This question already has answers here:
Identity increment is jumping in SQL Server database
(6 answers)
Closed 7 years ago.
I have a strange scenario in which the auto identity int column in my SQL Server 2012 database is not incrementing properly.
Say I have a table which uses an int auto identity as a primary key it is sporadically skipping increments, for example:
1,
2,
3,
4,
5,
1004,
1005
This is happening on a random number of tables at very random times, can not replicate it to find any trends.
How is this happening?
Is there a way to make it stop?
This is all perfectly normal.

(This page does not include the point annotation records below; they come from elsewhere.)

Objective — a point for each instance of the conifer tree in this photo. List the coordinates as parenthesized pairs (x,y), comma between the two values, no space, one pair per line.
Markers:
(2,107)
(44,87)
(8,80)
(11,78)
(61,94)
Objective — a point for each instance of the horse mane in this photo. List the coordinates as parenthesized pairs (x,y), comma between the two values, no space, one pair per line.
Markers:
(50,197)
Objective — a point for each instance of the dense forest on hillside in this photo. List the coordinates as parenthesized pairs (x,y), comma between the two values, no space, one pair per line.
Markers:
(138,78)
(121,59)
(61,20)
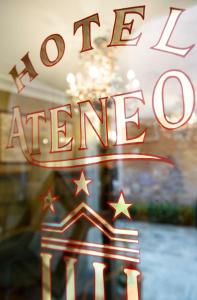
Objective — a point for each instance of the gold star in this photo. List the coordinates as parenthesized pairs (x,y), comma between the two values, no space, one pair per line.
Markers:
(121,207)
(82,184)
(48,201)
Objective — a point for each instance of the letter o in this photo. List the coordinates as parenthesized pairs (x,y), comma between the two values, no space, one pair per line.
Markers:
(188,99)
(59,41)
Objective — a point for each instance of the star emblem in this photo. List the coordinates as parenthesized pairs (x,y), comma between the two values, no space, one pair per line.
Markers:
(48,201)
(82,184)
(121,207)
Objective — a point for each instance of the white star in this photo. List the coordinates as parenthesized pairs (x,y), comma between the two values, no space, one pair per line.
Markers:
(82,184)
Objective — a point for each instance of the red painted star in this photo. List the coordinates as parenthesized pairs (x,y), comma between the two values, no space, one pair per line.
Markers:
(48,201)
(82,184)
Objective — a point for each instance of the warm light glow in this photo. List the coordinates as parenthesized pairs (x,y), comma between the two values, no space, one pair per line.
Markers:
(94,72)
(70,78)
(130,74)
(135,84)
(45,141)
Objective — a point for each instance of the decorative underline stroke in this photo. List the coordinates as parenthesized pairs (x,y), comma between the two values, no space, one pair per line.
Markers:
(92,160)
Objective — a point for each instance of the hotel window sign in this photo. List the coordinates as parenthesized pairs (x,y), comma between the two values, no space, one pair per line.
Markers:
(97,151)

Microsoft added sequences in SQL Server 2012, finally, i might add and changed the way identity keys are generated. Have a look here for some explanation.
If you want to have the old behaviour, you can:
use trace flag 272 - this will cause a log record to be generated for each generated identity value. The performance of identity generation may be impacted by turning on this trace flag.
use a sequence generator with the NO CACHE setting (http://msdn.microsoft.com/en-us/library/ff878091.aspx)
Got the same problem, found the following bug report in SQL Server 2012
If still relevant see conditions that cause the issue - there are some workarounds there as well (didn't try though).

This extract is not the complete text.